10.12122/j.issn.1673-4254.2020.08.02
- Author:
Shitang MA
1
;
Xue ZHANG
1
;
Jinfeng CEN
1
;
Ge HONG
2
;
Shengwei HONG
3
;
Wenzheng JU
3
Author Information
1. School of Life and Health Sciences, Anhui Science and Technology University, Fengyang 233100, China.
2. Institute of Biomedical Engineering, Peking Union Medical College, Chinese Academy of Medical Sciences, Tianjin 300192, China.
3. Nanjing University of Chinese Medicine, Nanjing 200019, China.
- Publication Type:Journal Article
- Keywords:
Toujie Quwen granules;
coronavirus disease 2019;
pharmacologically active ingredients;
systemic pharmacology
- MeSH:
Betacoronavirus;
Coronavirus Infections;
drug therapy;
Drugs, Chinese Herbal;
Humans;
Medicine, Chinese Traditional;
Pandemics;
Pneumonia, Viral;
drug therapy
- From:
Journal of Southern Medical University
2020;40(8):1072-1080
- CountryChina
- Language:Chinese
-
Abstract:
OBJECTIVE:To explore the pharmacologically active ingredients in granules (TJQW) for treatment of coronavirus disease 2019 (COVID-19) in light of systemic pharmacology.
METHODS:We performed database search, literature mining and drug-like index screening to identify the bioactive components in TJQW, the positive drugs for disease treatment and their therapeutic targets. The core disease target was investigated based on the cross-linking interaction of the bioactive components, positive drug and potential disease target, and the target proteins at the key nodes were analyzed by GO and KEGG analyses. Based on the therapeutic targets for COVID-19, virtual screening was conducted to screen the compounds in TJQW and construct the network cross-linking the key bioactive molecules in TJQW, key node targets of the disease, and the related biological pathways.

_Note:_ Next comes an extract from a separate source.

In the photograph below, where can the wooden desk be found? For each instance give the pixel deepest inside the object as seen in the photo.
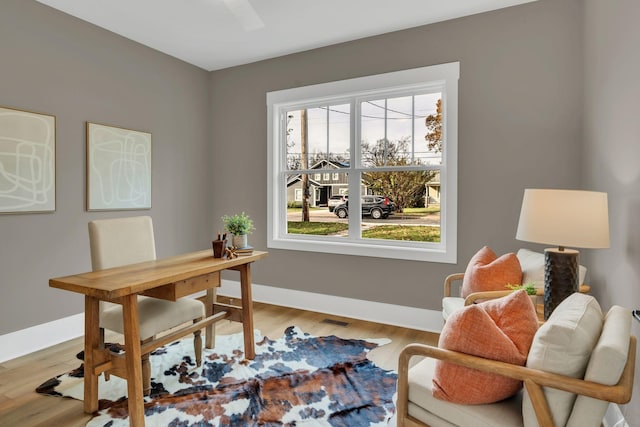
(170, 279)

RESULTS:We identified 159 compounds in TJQW and obtained 18 core proteins based on the cross-linking of the bioactive components, positive drugs and disease targets. The key node targets consisted of 22 targets including the latest 4 COVID-19 proteins. Virtual screening results showed that at least 14 compounds could bind with the core disease target proteins. The material basis of TJQW for COVID-19 treatment was explained in multi-pathway, multi-component and multi-target perspectives. In terms of the structural characteristics of the compounds, we screened the top 30 molecules with strong binding with the target proteins, among which flavonoids were the predominant components.
CONCLUSIONS:This investigation reveals the therapeutic mechanism of TJQW for COVID-19 involving multiple components, targets and pathways from the perspective of key bioactive molecules, disease key node targets and related biological pathways. We screened 30 active precursors from TJQW, which provides reference for the clinical application and further development of TJQW.